太陽の帝国 シネマの世界<第288話>
スピルバーグ監督(1946~)の撮るヒューマンな映画もすばらしいと思いますが、不条理な戦争に巻き込まれ、理不尽な暴力の犠牲となる善良な人々を主題とした戦争リアリズム映画にスピルバーグ監督の傑作がたくさんあります。1987年映画「太陽の帝国」(Empire of the Sun)がその最初の傑作です。
「太陽の帝国」は、イギリスの名優クリスチャン・ベール(1974~)が、長編映画デビューした作品で、クリスチャン・ベール13才の時でした。
スピルバーグ監督は、映画の主人公となる上海で生まれ育ったイギリス人少年ジミー役に4千人のオーディションを行ない当時13才のクリスチャン・ベールを選びました。
映画を見ているとジミー少年は、当時のクリスチャン・ベールをモデルにしたのではないかと思えるくらいジミーとクリスチャンのイメージが、ダブリました。
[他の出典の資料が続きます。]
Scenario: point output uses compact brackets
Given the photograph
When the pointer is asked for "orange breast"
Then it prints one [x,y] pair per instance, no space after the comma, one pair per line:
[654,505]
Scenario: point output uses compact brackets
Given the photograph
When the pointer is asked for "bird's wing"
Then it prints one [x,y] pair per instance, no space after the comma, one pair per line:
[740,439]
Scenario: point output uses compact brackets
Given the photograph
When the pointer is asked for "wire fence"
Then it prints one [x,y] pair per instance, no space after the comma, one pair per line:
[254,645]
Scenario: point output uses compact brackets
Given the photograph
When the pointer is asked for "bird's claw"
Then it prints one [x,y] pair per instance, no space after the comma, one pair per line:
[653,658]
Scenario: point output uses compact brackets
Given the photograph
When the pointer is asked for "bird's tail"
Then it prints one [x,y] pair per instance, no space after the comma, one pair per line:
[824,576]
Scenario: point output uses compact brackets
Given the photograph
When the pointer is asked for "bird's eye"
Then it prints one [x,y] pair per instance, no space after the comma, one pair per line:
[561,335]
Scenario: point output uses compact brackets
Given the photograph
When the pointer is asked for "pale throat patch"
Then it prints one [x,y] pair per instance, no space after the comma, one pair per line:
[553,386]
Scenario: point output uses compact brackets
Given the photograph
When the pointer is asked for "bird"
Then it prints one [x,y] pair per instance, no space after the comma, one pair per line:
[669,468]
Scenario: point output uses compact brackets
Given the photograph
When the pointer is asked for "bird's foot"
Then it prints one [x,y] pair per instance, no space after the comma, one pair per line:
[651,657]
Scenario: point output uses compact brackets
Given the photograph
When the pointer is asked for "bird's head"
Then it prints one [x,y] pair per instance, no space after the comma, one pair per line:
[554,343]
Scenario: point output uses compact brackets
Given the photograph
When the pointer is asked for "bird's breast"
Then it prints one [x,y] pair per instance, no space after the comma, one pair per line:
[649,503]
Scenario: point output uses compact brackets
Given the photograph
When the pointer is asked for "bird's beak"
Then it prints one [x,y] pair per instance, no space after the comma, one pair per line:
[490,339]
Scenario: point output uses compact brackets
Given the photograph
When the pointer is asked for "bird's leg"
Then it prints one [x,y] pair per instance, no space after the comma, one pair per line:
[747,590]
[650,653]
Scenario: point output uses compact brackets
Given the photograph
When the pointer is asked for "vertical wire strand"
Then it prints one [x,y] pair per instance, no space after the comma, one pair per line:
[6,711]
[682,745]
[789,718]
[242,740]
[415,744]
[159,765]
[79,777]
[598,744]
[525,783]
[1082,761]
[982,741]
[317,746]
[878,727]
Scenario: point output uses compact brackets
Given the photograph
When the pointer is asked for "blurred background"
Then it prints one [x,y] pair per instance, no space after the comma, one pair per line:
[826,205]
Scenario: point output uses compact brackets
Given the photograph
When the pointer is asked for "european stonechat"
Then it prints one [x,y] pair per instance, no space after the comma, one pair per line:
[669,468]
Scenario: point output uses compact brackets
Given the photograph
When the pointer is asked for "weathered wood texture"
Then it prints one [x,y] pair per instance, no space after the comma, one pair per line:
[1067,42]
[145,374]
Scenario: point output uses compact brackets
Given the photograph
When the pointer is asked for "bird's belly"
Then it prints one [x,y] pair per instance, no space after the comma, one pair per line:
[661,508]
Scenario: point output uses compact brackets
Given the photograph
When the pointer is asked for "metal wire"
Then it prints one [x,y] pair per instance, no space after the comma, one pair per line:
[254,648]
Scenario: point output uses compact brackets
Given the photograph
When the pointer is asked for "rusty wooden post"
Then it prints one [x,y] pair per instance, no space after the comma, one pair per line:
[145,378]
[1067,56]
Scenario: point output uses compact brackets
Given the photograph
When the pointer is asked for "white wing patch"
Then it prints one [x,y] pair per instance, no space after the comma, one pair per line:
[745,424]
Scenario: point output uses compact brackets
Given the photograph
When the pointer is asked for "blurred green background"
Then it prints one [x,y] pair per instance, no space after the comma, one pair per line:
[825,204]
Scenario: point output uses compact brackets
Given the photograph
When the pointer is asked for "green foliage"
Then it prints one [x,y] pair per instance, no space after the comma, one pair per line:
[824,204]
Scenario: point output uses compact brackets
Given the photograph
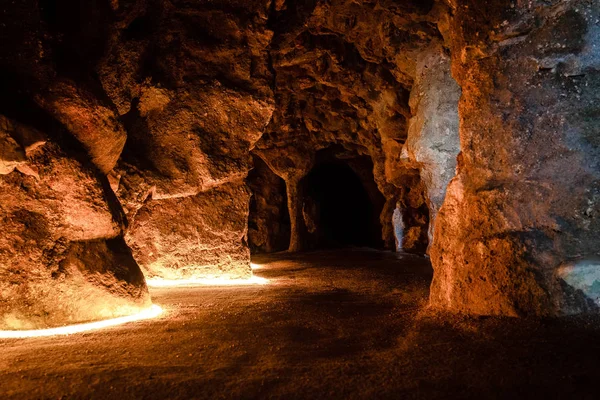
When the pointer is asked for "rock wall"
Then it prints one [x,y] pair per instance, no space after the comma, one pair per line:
[268,222]
[433,142]
[520,219]
[63,258]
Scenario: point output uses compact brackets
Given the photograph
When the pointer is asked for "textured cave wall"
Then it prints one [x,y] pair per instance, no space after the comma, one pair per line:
[518,231]
[63,255]
[343,76]
[268,221]
[192,87]
[63,258]
[433,140]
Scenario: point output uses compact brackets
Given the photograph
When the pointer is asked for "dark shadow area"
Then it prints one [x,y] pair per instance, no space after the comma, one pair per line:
[339,208]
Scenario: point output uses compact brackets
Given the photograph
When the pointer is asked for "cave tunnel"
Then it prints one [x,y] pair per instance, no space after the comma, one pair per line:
[338,210]
[299,199]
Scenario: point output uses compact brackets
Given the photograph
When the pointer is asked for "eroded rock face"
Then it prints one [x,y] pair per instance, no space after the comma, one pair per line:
[268,222]
[524,205]
[433,143]
[62,254]
[201,236]
[192,85]
[343,73]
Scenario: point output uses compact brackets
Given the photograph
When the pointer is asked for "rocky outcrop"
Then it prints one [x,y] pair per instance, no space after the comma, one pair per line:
[433,143]
[268,222]
[192,86]
[201,236]
[62,254]
[522,213]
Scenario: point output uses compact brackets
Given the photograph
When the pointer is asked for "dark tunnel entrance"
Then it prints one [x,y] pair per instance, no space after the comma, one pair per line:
[342,204]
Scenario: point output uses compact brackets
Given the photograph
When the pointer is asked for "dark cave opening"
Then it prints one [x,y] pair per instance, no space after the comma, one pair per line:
[339,209]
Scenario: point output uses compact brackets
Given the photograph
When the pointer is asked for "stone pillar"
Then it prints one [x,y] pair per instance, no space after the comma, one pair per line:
[433,143]
[521,218]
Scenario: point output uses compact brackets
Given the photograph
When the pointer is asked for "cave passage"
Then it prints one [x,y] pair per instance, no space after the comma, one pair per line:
[338,209]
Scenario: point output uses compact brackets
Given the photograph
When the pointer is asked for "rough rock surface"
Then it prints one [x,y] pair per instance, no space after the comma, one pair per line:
[433,143]
[524,204]
[268,222]
[343,73]
[62,254]
[200,236]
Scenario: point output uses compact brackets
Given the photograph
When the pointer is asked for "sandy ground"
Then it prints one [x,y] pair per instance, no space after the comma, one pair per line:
[344,324]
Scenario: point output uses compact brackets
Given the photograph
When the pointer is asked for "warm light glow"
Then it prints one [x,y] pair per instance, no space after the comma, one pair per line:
[159,282]
[151,312]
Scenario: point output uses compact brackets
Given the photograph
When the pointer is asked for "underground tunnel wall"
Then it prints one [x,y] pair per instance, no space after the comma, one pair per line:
[167,101]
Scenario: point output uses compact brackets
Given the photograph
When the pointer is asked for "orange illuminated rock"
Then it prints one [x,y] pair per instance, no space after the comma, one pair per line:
[194,236]
[62,254]
[524,204]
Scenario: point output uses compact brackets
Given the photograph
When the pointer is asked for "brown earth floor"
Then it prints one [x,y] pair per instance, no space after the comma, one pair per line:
[339,324]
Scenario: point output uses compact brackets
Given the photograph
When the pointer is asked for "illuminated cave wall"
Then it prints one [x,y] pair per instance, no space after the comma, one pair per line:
[518,231]
[129,128]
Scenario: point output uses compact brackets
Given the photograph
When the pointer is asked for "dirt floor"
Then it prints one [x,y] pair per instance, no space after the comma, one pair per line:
[334,325]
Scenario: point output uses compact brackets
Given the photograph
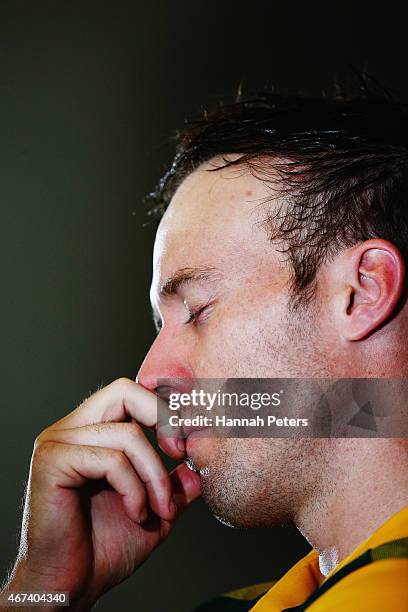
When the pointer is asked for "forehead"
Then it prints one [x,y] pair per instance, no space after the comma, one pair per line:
[213,220]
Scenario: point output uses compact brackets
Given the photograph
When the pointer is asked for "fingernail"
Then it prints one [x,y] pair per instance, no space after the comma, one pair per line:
[143,516]
[172,506]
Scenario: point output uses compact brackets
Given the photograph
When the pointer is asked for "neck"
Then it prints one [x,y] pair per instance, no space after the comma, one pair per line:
[364,484]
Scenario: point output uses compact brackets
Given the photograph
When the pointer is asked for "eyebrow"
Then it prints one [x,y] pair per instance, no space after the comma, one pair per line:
[185,276]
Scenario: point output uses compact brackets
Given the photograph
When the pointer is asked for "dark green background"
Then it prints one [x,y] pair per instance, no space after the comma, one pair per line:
[89,94]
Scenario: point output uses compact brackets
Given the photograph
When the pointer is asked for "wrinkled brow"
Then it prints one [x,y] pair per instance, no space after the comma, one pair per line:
[185,276]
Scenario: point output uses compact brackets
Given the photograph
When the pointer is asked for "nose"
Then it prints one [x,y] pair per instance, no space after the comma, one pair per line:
[165,368]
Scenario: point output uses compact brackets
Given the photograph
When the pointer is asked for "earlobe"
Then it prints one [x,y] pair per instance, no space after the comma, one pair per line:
[376,274]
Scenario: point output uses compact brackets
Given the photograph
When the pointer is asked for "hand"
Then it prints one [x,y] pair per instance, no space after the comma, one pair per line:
[99,499]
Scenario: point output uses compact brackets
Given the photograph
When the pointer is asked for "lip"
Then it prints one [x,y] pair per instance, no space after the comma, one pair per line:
[194,435]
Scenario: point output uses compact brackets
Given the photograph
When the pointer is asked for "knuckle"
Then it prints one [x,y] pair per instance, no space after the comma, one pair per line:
[134,432]
[118,460]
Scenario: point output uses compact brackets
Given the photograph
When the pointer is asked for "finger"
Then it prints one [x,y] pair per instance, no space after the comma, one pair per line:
[121,399]
[130,439]
[70,466]
[186,486]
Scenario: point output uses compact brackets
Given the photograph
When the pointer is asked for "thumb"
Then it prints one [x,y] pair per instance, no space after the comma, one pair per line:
[186,486]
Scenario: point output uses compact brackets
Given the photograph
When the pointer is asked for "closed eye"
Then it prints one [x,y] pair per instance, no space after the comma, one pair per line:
[196,316]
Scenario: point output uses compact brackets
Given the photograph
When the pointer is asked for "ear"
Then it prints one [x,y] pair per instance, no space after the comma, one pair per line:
[373,275]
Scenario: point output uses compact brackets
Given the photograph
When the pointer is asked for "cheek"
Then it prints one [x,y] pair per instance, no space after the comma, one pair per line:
[238,343]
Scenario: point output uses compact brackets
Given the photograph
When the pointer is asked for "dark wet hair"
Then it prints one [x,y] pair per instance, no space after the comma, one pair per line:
[340,162]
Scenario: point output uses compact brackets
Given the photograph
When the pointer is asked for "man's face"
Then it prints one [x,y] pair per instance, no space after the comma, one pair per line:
[213,229]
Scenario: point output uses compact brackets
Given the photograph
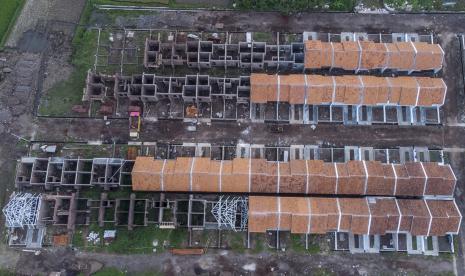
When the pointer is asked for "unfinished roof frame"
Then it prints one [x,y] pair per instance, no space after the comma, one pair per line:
[360,216]
[295,177]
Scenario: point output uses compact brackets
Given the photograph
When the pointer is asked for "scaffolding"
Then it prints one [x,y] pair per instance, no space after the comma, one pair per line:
[22,210]
[227,211]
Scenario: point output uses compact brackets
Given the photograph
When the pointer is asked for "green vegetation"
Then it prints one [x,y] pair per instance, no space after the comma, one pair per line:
[78,237]
[6,272]
[237,242]
[138,241]
[259,245]
[60,99]
[298,245]
[10,10]
[415,5]
[322,272]
[109,271]
[132,2]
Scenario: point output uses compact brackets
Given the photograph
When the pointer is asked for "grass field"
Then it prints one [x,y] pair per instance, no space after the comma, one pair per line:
[9,11]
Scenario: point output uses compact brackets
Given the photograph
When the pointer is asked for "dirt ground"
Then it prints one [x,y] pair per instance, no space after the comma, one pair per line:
[230,263]
[45,49]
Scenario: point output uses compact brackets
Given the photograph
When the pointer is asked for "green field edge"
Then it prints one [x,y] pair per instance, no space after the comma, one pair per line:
[12,23]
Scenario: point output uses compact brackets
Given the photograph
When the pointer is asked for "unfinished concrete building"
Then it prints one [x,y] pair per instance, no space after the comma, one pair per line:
[240,175]
[310,99]
[295,52]
[295,99]
[372,224]
[227,50]
[56,171]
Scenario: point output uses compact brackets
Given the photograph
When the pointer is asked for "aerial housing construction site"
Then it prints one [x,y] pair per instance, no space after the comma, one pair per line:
[215,147]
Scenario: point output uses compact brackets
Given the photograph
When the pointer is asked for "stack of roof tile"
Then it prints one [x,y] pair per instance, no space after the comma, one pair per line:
[297,177]
[368,55]
[357,215]
[347,90]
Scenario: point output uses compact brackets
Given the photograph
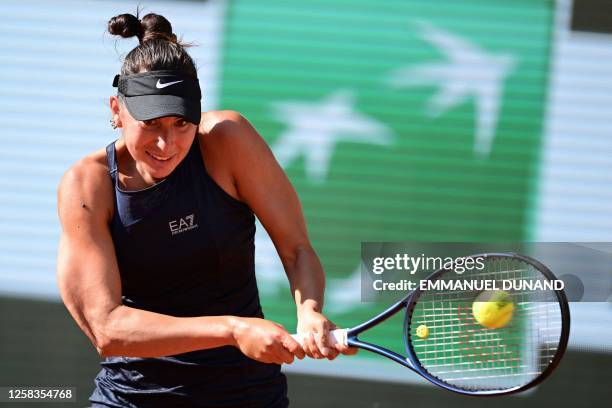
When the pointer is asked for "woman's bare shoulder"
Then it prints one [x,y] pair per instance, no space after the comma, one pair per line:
[87,181]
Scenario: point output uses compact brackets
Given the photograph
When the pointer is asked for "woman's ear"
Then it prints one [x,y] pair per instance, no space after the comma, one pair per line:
[115,110]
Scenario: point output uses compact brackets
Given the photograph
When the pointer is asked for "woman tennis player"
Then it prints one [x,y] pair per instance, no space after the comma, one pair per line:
[156,258]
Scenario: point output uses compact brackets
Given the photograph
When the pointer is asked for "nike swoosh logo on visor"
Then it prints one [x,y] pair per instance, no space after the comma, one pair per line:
[159,85]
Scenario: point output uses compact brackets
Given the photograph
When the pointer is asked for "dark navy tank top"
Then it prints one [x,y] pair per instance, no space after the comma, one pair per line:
[186,248]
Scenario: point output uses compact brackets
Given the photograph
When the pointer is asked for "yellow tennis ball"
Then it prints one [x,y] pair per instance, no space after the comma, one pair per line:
[493,309]
[423,331]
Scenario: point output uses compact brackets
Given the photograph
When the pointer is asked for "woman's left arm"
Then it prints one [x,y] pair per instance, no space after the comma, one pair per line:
[261,183]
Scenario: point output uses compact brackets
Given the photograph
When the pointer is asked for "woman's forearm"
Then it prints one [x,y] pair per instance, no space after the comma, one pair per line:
[133,332]
[307,279]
共演者では、無頼のアメリカ人ベイシーを演じた名優ジョン・マルコヴィッチ(1953~)、日本軍ナガタ軍曹役の伊武雅刀(1949~)、特攻隊の少年役片岡孝太郎(1968~)などがイギリス人少年ジミー役のクリスチャン・ベール
と絡み、いずれ劣らぬ名演技でスピルバーグ監督の演出に応えリアリティを出しています。太平洋戦争末期、上海が租界であったころの雰囲気を残した旧市街に数千人の中国人エキストラを動員し当時の情景をリアルな映像で撮影した非常に見応えのある戦争映画です。
外国人監督の撮る日本の風俗や日本人の登場する映画には、チンケな日本の風俗か奇妙な日本人しか登場
せず、ロクなものしかありませんが、「太陽の帝国」では、スピルバーグ監督の緻密な映像で撮影され、日本人が奇妙に誇張されることなく描かれた希有な作品です。上海のイギリス租界地にある邸宅で中国人使用人に囲まれ何不自由なく暮らし、敵国日本の零式戦闘機(ゼロ戦)に憧れるイギリス人少年ジミーが、やがて戦火に巻き込まれ、両親と放れ離れになり、日本軍の捕虜として劣悪な環境と過酷な試練の中で生き抜いて成長していく物語です。
スピルバーグ監督作品の音楽監督を担当する盟友ジョン・ウィリアムズ(1932~)の音楽も美しく映画の感動を盛りあげています。「太陽の帝国」は、クリスチャン・ベール少年の初々しくも見事な演技が、必見の映画です。